Il fait tempête. L’auto s’enfonce dans la neige, puis le moteur cale. Rien à faire. J’en ai plein le dos. Je retourne à la maison, à pied !
Bien sûr, l’électricité n’est pas revenue. Et, pour faire exprès, la carte de mon téléphone cellulaire est épuisée. Mais, bon sang, que m’arrive-t-il ? Ma maison est loin de tout. Les murs intérieurs commencent déjà à refroidir et je n’ai toujours pas avalé une seule bouchée.
Marcher tête baissée contre le vent et la neige serait complètement inutile et dangereux. J’ai faim, mais je ne peux même pas me faire cuire un œuf. Alors que faire, sinon attendre que le mauvais temps passe et que l’électricité revienne.
Toutefois, dehors, ça n’a pas l’air de se calmer. Bien au contraire, le vent hurle comme un déchaîné. Parfois la neige frappe aux fenêtres aussi fortement qu’une pluie drue.
Encore une fois, qu’est-ce que je fais ? À moins que…
J’ai un petit poêle au naphta pour le camping. Je pourrais m’en servir, ici, à l’intérieur de la maison, en laissant une porte de patio légèrement ouverte par mesure de sécurité. Mais je ne sais plus où ce poêle est rangé dans le cabanon.

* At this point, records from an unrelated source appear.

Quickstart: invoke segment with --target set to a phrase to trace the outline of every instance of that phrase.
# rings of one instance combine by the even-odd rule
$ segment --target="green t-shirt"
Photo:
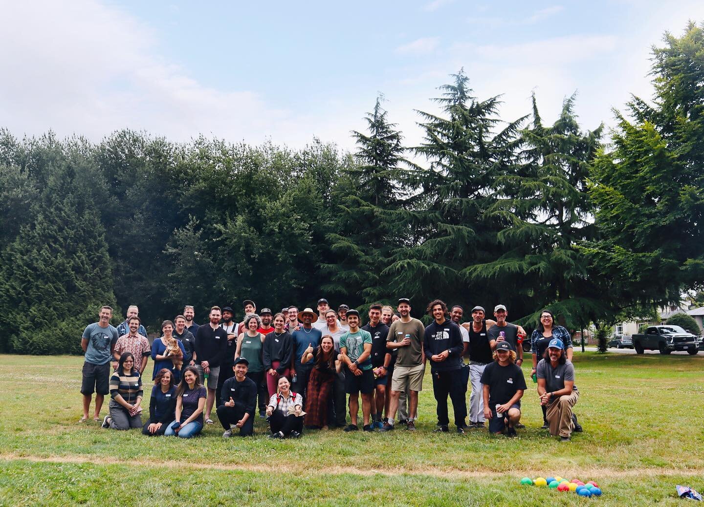
[[[340,348],[344,347],[347,349],[347,357],[352,361],[356,361],[362,355],[365,343],[372,345],[372,335],[363,329],[360,329],[356,333],[347,331],[340,338]],[[359,364],[359,367],[362,370],[372,369],[371,354],[364,362]]]

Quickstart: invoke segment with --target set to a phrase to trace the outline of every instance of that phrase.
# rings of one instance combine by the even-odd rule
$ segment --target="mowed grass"
[[[432,433],[428,375],[415,433],[308,431],[298,440],[272,441],[257,418],[252,438],[222,439],[216,422],[204,436],[182,440],[77,423],[82,358],[0,356],[0,504],[99,505],[113,501],[120,484],[139,484],[119,495],[125,505],[585,501],[518,484],[524,475],[550,475],[597,481],[604,495],[592,501],[608,505],[679,502],[677,484],[704,489],[704,356],[587,352],[574,363],[585,431],[570,443],[539,429],[528,367],[527,428],[517,439],[476,430]]]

En fait, le cabanon est plein à craquer. Tondeuse à gazon, grill, bicyclettes, pneus d’été, outils de jardinage… Tout est entassé au millimètre près. Comment retrouver un petit poêle dans ce barda ? Ouvrir la porte de ce cabanon relève déjà du défi en temps ordinaire, qu’est-ce que ça peut être en pleine tempête ?

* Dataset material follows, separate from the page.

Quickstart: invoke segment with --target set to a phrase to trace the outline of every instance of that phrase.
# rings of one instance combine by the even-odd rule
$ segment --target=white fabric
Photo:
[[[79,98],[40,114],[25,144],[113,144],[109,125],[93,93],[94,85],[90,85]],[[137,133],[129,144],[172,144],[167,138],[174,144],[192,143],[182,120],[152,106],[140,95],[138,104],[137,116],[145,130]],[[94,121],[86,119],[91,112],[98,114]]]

Tant pis ! Il faut que j’y aille.
Je m’habille comme un Esquimau, prends la clef du cadenas et, paf, le vent cingle mon visage dès que j’ouvre la porte et mets le pied dehors. Penché, j’avance à grandes enjambées dans la neige, j’arrive à la porte de ce satané cabanon, j’attrape le cadenas et pointe la clef dans la serrure… gelée !

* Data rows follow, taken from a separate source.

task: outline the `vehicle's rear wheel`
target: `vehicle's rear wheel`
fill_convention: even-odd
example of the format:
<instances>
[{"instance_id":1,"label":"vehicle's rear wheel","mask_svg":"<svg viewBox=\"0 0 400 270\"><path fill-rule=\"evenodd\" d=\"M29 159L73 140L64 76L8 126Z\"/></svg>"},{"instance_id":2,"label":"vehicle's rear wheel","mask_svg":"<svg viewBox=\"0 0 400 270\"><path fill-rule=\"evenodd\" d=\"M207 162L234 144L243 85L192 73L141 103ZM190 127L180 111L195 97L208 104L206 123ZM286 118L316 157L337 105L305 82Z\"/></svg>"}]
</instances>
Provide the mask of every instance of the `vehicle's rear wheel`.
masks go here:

Maudite affaire ! Qu’est-ce que je fais dans un pays où rien ne marche, si ce n’est le mauvais temps. Et qui a bien pu inventer un cadenas qui ne s’ouvre qu’en été ? À cause de cette idiotie, je vais être coincé dans la maison à marcher de long en large jusqu’à ce que l’électricité revienne.
Mais en rentrant dans ma maison, ô surprise, j’entends les appareils ménagers cliqueter, je vois aussi les ampoules clignoter. Puis c’est le doux ronron du courant qui circule enfin dans les fils électriques. Quelle rassurante sensation !
Je vais d’abord prendre une bouchée, puis me rendre à pied jusqu’au dépanneur du coin où je pourrai renouveler la carte d’appel de mon cellulaire. Après quoi, je contacterai Claude, mon garagiste, qui viendra remorquer ma voiture et son passager, moi !
Chemin faisant vers son garage, il me déposera au local du club des Optimistes du village où je dois présider une réunion aujourd’hui même.